What is it about some people that they just have to prove that they are superior to everybody else? The flight deck of an aircraft is fertile ground for anybody of this unfortunate chauvinistic disposition.
Chauvinism is not restricted to gender alone. This particular form of arrogance can apply to colour, language, race, even size… the ‘Small Man Complex’ is as common on the flight deck as it is in the board room.
This story concerns one such Captain with a ‘certain intercontinental airline’ from the antipodes which operated the iconic Lockheed Constellation, one of the most beautiful aircraft ever built, with an uncanny resemblance to the earlier wooden De Havilland Albatross.
The Constellation normally had a flight crew of four, the Captain, sitting front left, the First Officer, sitting beside him on the right, the Flight Engineer behind him, facing the engine instrument panel and the Navigator sitting at the chart table, behind the Captain.

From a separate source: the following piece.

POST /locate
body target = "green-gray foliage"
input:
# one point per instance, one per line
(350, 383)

With four huge Wright 3350 turbo compound radials pumping out 3250 donkeys per engine just outside the window, the cockpit was not the quietest place in the world. So the navigator communicated with the Captain by means of ‘Course Correction Cards’.

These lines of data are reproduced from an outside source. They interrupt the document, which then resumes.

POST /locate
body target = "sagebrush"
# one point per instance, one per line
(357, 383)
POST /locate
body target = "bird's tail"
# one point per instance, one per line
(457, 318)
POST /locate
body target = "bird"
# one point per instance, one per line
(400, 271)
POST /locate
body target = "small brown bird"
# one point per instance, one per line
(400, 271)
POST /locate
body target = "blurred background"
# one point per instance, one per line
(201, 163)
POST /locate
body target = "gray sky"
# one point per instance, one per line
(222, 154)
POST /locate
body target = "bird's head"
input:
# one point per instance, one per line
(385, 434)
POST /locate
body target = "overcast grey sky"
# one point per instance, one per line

On the flight in question, the Captain was a small man who exhibited the characteristics appropriate to his stature.
‘That’s when the course corrections started’
One thing which really got under his skin was the fact that after reaching cruise level and with the auto-pilot coupled up on heading and altitude, the Flight Engineer interfered by setting cruise power on the engines and the Co-Pilot made the occasional report to Air Traffic Control. Apart from that, the only person doing any work on the flight deck was the Navigator, so he effectively controlled the flight.

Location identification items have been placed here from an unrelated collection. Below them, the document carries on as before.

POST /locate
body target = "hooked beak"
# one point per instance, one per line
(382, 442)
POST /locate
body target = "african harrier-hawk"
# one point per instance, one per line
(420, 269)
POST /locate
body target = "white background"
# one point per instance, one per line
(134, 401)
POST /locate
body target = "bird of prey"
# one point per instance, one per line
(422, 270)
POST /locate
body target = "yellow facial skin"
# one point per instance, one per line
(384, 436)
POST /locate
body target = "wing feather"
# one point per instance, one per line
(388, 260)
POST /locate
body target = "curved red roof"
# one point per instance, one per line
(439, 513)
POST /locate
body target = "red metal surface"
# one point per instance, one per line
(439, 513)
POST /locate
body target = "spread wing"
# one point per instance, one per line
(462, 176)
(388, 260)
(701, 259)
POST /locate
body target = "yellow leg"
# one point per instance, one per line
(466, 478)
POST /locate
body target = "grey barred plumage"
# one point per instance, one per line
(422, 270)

This annoyed the Captain so, in order to establish his authority over the Flight Crew, he used to order his coffee from the Navigator.
“Bring me a coffee, Nav, there’s a good fellow.” He would say in an avuncular tone, thus establishing his seniority and that he was much too busy to order one from the cabin himself. So the Navigator would go and get the coffee and hand it to the Captain.
When he had finished, the Captain would lean round and park the empty mug in the middle of the chart table.
That’s when the course corrections started: “5 degrees to starboard…5 degrees to starboard…5 degrees to starboard…5 degrees to port…5 degrees to port…5 degrees to port…5 degrees to port…5 degrees to starboard”.
The course correction cards kept on coming until the Co-Pilot’s curiosity overcame him and he glanced round at the Navigator’s table, only to suppress an almost uncontrollable fit of laughter when he discovered that the course corrections had actually taken them around the Captain’s coffee mug in the middle of the chart.